Exzellent versagt

Top-Forschung Die Stars in den Hitlisten der Unis sind alles, nur nicht deutsch. Da kann nur noch ein bekennender Nicht-Intellektueller, seines Zeichens Vermarkter der Nation, helfen

Dieter Bohlen, bekennender Nicht-Intellektueller und als solcher besonders erfolgreich in Komposition, Produktion und Vermarktung akustischer Ohrenkneifer, hat am vergangenen Wochenende im Finale von Deutschland sucht den Superstar 2011 mal was richtig anrührend Kluges gesagt: Wir lebten in einer Welt, meint Bohlen, in der immer alles so perfekt sein müsse, deshalb sei der Gewinner dieser Staffel, der achtzehnjährige Pietro „Bombe“ Lombardi, doch jemand, der den Leuten etwas geben könne. Denn Pietro verstellt sich nicht. Er ist einfach ein „Vollpfosten“, wie ihn der DSDS-Chef genannt hat, der zwar singen kann und performen, aber das, was er singt, gar nicht versteht und in Interviews mit grammatikalisch falschen Stummelsätzen brilliert. Das verstehen wir unter Ehrlichkeit.

Und auch wenn der Bogen zugegebenermaßen weit gespannt ist: Man wünscht sich Bohlen als Berater von Annette Schavan.
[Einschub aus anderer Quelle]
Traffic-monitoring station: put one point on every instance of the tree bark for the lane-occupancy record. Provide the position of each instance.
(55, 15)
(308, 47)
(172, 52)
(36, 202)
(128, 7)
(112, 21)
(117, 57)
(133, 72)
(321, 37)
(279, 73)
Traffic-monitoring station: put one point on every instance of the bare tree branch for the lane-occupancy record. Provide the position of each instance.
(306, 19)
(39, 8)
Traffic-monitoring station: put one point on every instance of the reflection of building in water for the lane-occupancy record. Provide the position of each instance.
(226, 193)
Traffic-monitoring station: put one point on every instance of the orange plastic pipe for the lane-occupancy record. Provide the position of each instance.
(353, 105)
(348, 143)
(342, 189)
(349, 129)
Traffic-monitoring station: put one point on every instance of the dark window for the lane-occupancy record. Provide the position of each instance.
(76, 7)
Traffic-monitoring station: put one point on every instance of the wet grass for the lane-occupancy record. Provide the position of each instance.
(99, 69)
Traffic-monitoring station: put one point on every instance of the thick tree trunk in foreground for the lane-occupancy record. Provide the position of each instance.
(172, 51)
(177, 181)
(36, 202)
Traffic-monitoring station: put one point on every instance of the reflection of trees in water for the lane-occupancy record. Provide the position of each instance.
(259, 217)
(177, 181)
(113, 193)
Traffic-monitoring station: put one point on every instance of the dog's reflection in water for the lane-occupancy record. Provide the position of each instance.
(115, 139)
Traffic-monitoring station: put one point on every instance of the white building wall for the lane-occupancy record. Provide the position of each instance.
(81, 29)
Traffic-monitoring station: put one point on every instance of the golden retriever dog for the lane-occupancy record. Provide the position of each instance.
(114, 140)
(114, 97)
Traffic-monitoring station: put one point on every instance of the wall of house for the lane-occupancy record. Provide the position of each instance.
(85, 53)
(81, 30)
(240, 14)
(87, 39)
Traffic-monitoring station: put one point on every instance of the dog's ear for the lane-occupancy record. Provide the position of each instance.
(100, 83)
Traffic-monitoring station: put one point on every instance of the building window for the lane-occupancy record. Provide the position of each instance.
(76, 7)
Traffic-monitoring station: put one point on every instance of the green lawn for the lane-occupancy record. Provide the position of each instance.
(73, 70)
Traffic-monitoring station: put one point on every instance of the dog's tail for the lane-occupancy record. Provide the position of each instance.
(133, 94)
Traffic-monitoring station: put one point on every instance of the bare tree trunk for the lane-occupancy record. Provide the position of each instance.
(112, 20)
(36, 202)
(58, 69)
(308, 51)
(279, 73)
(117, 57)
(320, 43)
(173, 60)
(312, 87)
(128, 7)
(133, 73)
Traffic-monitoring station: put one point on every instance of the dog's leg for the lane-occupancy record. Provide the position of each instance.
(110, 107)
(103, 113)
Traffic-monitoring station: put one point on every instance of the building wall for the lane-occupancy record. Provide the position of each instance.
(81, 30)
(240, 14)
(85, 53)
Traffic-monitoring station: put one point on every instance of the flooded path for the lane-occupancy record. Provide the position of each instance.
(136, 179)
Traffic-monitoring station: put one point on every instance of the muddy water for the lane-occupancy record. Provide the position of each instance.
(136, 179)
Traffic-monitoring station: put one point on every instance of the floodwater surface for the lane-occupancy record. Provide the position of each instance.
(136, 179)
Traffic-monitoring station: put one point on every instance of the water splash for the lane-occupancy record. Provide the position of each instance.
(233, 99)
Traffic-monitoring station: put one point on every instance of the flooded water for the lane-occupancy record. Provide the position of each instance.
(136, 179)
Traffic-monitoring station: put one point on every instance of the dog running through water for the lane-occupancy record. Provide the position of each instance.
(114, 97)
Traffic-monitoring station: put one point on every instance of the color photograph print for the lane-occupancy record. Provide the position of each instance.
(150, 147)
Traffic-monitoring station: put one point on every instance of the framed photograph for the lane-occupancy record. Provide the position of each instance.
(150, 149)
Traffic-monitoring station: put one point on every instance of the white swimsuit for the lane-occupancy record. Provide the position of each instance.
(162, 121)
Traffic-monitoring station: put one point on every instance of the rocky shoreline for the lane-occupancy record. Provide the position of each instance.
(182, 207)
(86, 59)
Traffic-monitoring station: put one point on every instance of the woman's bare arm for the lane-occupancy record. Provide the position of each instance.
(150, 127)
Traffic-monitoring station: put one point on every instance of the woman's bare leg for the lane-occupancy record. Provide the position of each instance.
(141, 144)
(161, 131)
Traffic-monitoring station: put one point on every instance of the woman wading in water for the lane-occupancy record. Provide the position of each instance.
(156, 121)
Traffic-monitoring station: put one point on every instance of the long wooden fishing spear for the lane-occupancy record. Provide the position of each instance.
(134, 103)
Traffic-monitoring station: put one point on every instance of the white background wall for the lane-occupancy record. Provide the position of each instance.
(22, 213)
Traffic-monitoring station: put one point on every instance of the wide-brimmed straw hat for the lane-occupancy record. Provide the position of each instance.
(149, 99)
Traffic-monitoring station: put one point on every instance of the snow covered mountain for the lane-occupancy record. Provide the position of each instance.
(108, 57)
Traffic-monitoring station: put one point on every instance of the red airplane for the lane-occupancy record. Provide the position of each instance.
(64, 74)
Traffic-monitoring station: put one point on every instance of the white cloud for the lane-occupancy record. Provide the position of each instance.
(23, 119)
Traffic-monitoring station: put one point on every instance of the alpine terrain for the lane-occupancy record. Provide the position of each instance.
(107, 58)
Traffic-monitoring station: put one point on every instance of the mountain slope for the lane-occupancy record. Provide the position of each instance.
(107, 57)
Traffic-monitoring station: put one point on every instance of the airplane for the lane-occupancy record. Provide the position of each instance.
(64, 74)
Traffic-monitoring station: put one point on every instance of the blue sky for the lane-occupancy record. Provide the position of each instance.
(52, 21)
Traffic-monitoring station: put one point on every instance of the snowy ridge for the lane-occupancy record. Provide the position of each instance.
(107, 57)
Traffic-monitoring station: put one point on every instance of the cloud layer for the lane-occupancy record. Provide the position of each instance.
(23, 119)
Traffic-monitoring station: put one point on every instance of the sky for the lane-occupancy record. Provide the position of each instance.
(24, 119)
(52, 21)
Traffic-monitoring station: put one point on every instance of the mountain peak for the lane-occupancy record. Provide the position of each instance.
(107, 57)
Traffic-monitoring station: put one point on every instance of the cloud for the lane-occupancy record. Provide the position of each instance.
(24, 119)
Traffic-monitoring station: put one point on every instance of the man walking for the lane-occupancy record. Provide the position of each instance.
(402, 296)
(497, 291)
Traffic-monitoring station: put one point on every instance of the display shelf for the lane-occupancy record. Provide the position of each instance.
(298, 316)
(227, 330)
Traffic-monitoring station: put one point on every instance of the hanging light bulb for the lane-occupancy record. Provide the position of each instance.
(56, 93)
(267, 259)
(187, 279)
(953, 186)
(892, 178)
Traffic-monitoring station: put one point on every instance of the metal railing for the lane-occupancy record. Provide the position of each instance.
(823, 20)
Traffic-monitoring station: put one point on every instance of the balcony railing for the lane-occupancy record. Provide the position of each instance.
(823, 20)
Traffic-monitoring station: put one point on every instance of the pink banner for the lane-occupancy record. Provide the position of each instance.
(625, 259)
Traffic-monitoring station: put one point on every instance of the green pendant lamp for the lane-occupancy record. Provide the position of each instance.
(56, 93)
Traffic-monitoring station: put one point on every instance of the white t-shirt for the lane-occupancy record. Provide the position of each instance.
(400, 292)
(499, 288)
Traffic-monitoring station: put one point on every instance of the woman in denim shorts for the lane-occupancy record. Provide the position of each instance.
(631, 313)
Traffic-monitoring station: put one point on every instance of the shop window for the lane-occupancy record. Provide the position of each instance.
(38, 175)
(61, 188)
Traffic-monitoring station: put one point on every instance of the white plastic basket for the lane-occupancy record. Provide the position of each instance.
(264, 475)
Die Bundesforschungsministerin nämlich kann – ähnlich wie die im DSDS-Finale unterlegene Sarah Engels übrigens – ihren Ehrgeiz kaum zäumen und will nicht nur große Fortschritte darin sehen, dass sich das Studium an deutschen Universitäten in eine schulmäßig durchorganisierte Serienproduktion so genannter hochqualifizierter Fachkräfte verwandelt hat. Nein, sie möchte jetzt auch eine Bundesuniversität. In ein paar Jahren nämlich läuft die Exzellenzinitiative aus, und mindestens eine große weltberühmte Uni sollte Deutschland dann noch haben. Na gut. Nur: Warum ausgerechnet die Berliner Charité?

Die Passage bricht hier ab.